Allan Wright - the legally embattled former state wildlife officer assigned to Brown County - has been fired by the Ohio Department of Natural Resources.
In a one-page letter dated Oct. 28, 2011 interim Natural Resources Director Scott A. Zody wrote:
“As a result of your recent per-disciplinary hearing held on October 25, 2011, you were found guilty of violating the following provisions of the Ohio Department of Natural Resources (ODNR) Disciplinary Policy:
* B. Dishonesty - (2) Willfully falsifying... any official document.
* D. Failure of Good Behavior - (4) Misuse of and/or carelessness with state property....
* Commissioned Officers: A. Law Enforcement - (1) Violation of Uniformed Officer’s Code of Conduct.
“Therefore, you are being removed from your Wildlife Officer position with the ODNR-Division of Wildlife effective the date of your receipt of this letter.”
Laura Jones, chief spokeswoman for the Natural Resources Department, said that Wright has filed a grievance related to this latest action.
This action also falls on the legal heels of Wright being first placed on unpaid administrative leave in August, reinstated to paid administrative leave and according to rules governed by the Ohio Revised Code.

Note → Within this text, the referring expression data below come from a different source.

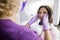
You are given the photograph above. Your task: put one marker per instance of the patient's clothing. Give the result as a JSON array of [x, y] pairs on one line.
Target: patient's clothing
[[11, 31]]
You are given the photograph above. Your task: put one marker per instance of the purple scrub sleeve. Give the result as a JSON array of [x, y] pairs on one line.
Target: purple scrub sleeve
[[11, 31]]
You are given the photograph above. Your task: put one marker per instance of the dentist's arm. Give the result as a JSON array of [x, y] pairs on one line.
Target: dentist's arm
[[34, 19], [46, 27]]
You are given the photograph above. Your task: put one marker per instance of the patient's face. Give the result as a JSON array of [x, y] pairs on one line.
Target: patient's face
[[41, 13]]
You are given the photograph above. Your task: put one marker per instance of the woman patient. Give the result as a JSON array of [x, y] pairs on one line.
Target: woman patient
[[9, 30], [43, 12]]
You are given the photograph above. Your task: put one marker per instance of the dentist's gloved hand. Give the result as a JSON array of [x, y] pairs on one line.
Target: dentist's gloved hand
[[45, 23], [34, 19]]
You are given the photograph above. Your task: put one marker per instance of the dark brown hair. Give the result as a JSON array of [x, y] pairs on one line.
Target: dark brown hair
[[7, 7], [49, 10]]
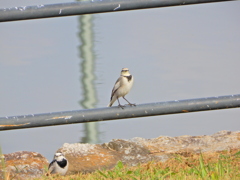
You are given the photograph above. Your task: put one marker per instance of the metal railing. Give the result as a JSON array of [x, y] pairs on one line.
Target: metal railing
[[114, 113], [88, 7]]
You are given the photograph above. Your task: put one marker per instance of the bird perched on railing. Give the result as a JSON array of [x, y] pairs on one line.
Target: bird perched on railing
[[59, 165], [122, 87]]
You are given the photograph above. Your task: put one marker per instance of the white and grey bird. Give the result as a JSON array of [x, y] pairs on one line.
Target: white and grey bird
[[122, 87], [59, 165]]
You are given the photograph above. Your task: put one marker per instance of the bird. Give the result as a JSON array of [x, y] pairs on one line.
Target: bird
[[122, 87], [59, 165]]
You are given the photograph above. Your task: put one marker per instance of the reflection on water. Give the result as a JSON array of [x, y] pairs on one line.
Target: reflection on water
[[87, 80]]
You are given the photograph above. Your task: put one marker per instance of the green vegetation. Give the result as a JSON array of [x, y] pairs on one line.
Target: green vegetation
[[187, 166]]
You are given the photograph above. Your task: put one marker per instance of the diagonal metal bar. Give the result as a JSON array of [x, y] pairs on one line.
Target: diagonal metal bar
[[114, 113], [88, 7]]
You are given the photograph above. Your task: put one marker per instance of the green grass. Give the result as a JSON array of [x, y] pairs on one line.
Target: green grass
[[207, 166], [212, 166]]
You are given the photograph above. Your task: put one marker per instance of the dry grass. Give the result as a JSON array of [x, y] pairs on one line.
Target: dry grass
[[183, 166]]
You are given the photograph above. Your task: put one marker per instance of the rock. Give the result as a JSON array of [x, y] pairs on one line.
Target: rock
[[23, 165], [90, 157]]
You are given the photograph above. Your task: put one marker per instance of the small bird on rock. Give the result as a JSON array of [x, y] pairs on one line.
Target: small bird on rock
[[122, 87], [59, 165]]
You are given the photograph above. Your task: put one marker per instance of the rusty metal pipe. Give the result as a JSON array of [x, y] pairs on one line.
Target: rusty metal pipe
[[115, 113]]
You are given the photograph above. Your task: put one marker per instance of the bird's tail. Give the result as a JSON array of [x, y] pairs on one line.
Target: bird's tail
[[113, 99]]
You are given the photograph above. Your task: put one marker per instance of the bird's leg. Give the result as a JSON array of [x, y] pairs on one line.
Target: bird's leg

However, the Natural Resources Department declined to write any paychecks to Wright.
That matter likewise is being appealed by the Fraternal Order Of Police, the bargaining unit for the Ohio Division of Wildlife’s commissioned officers.
In 2006 Wright allowed a South Carolina wildlife officer to use his Ohio address to obtain a resident Ohio hunting license, among other matters.

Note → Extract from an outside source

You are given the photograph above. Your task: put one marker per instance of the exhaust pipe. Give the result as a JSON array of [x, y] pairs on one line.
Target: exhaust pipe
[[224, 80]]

A chain reaction of legal issues have since enveloped others within the Ohio Division of Wildlife who either have retired or else remain aboard the agency.
Wright - who is also under indictment for felony and misdemeanor violations of the federal government’s Lacey Act - is slated to stand trial in federal court Feb. 22, 2012.
Wright agree to state complaints that he allowed a South Carolina wildlife officer to use his Ohio address to obtain a resident state hunting license.
He subsequently was given a written reprimand which was eventually expunged.
That set into legal motion charges being brought against five current or retired Ohio Division of Wildlife officials.
The cases involving these officials remains pending before Ohio’s 12th District Court of Appeals.